C’è un’attività di continuo coordinamento, sul piano investigativo da parte delle procure, e
sul piano operativo anche in ambito di comitato provinciale. C’è, inoltre, una stretta operatività
soprattutto con la Guardia di finanza. In genere facciamo i nostri interventi nel quadro dell’attività
di controllo del territorio, che viene fatta quotidianamente, tuttavia, se poi si deve approfondire, in
particolare quando si è in presenza di fenomeni di evasione fiscale o di altri aspetti più tecnici, ci
coordiniamo con i colleghi della Guardia di finanza, con i quali c’è poi un intervento congiunto
anche sul piano investigativo. Quanto alla parte generale, io mi fermerei qui e passerei la parola al
collega Minicucci per quanto riguarda gli aspetti più pratici e tecnico-operativi, tenuto conto che,
come comandante provinciale, è lui a seguire in prima persona queste attività. Grazie.

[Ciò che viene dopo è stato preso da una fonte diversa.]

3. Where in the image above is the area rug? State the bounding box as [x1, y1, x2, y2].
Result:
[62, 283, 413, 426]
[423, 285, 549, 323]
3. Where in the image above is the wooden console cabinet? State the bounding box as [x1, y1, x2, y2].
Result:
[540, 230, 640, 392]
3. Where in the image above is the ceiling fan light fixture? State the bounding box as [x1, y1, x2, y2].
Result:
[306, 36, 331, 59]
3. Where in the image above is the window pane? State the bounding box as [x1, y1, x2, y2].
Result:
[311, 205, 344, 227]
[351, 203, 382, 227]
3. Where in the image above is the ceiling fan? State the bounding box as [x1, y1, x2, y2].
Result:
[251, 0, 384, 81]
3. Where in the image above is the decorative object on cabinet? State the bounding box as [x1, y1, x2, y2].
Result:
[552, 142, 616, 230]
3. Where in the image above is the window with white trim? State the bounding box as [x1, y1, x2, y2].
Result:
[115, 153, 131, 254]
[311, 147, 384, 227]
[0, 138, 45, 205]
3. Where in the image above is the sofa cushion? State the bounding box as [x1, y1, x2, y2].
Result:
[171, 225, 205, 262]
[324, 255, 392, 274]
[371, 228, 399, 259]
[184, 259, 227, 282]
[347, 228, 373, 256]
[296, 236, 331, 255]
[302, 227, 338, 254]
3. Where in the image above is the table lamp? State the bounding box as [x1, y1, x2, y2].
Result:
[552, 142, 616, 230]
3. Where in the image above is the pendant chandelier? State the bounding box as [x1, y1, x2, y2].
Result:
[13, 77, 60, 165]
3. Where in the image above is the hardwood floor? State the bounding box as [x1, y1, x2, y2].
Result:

PRESIDENTE. Prego, comandante.
MARCO MINICUCCI, comandante provinciale dei Carabinieri di Napoli. Per quanto riguarda il
comando provinciale di Napoli, che utilizza 3.700 uomini circa per contrastare tutte le forme di
criminalità, da quella organizzata a quella che fino a qualche anno fa veniva chiamata
«microcriminalità» ma che non è più tale, atteso che la criminalità organizzata – stando alle
risultanze delle attività investigative delle altre forze di polizia – ha ormai messo le mani su tutti i
settori delinquenziali, quindi, in questo caso specifico, anche sulla contraffazione. Tra tutte queste
attività svolte dai reparti del comando provinciale di Napoli, quella premiante è data dal controllo
del territorio dove, sfruttando la potenzialità e la capillarità di distribuzione delle stazioni, noi
riusciamo a intercettare il venditore – per la maggior parte dei casi extracomunitario – in possesso
di materiale contraffatto e da lì cerchiamo di risalire ai depositi di stoccaggio, quindi, a coloro che
utilizzano l’extracomunitario. Attraverso l’opera di coordinamento della procura della Repubblica,
indirizziamo poi tutto quello che abbiamo acquisito da un punto di vista informativo o da un punto
di vista di raccolta probatoria (nel caso dei sequestri), a quell’organo di polizia che, in quello
specifico settore, in quella specifica area, sta indagando, al fine di rendere non inutili e non
sovrabbondanti le attività su determinati clan delinquenziali presenti in provincia.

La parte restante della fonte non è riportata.